Most people here are from Central America—Honduras, El Salvador, and Guatemala. They’re all ages—families and old people—maybe 1,500 in all. I am part of a medical team for Global Response Management [an international medical NGO]. There are two other doctors and a nurse who are Cuban asylum seekers like me.
We are worried about COVID. If one resident from the camp gets it, all the camp is going to be affected. A lot of residents understand the dangers, but many don’t. We can’t compel people not to go to the city to buy things. We have put in some handwashing stations and are working to get everyone to wear a mask and go to the clinic if they have any symptoms. If we have a patient with a cough, we can get them into isolation and tested. No one has tested positive yet, thank God. It would be terrible.
The work helps keep my mind off things—the responsibility of a doctor is saving lives.
Judith Salerno, MD, MS; 68
Retired clinician called back to patient care | New York, New York
As president of the New York Academy of Medicine, I do advocacy work and had not seen patients for five years. But from my New York apartment, I could hear the ambulances carrying COVID patients. When the governor put out a call to retired health professionals, I didn’t hesitate. A special call came to assist the public hospital system. That’s exactly where I had to be. Within a week, I was working at Bellevue, the largest public hospital in the city.
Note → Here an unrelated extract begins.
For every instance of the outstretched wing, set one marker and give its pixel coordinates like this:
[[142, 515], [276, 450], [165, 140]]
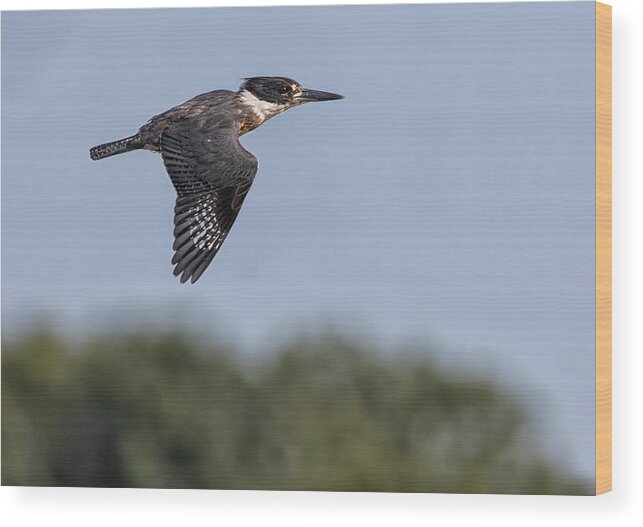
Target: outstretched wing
[[212, 174]]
I worked with palliative care teams for COVID intensive care units. And during my first three weeks of service, 100% of my patients were intubated and many were in medically induced comas. I never spoke to most of my patients. What I did was take the medical information from morning rounds and call their families. They couldn’t visit and were starved for information. It was as if they were my patients as well.
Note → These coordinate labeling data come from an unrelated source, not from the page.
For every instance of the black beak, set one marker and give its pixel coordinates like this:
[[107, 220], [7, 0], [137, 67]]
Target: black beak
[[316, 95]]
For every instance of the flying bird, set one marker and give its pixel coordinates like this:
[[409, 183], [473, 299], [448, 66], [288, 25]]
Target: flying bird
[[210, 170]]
I often had to deliver very dire news: “Your loved one is not getting better. They’ve been on a ventilator for a month, and I’m concerned that they will die.” I had to use that word because every family was hoping that their loved one would be the miracle patient seen on TV walking out of the hospital. I can only speak for the patients I followed, but the overwhelming number of them died.
Of the well over 100 patients I saw during my five-week service, only one was not a person of color. I saw the pandemic of racism—the inequities in care systems and how these communities are disadvantaged.
Right now, we are experiencing the enormous tensions over the death of George Floyd. We’re in another crisis. Now I hear those sirens out my window.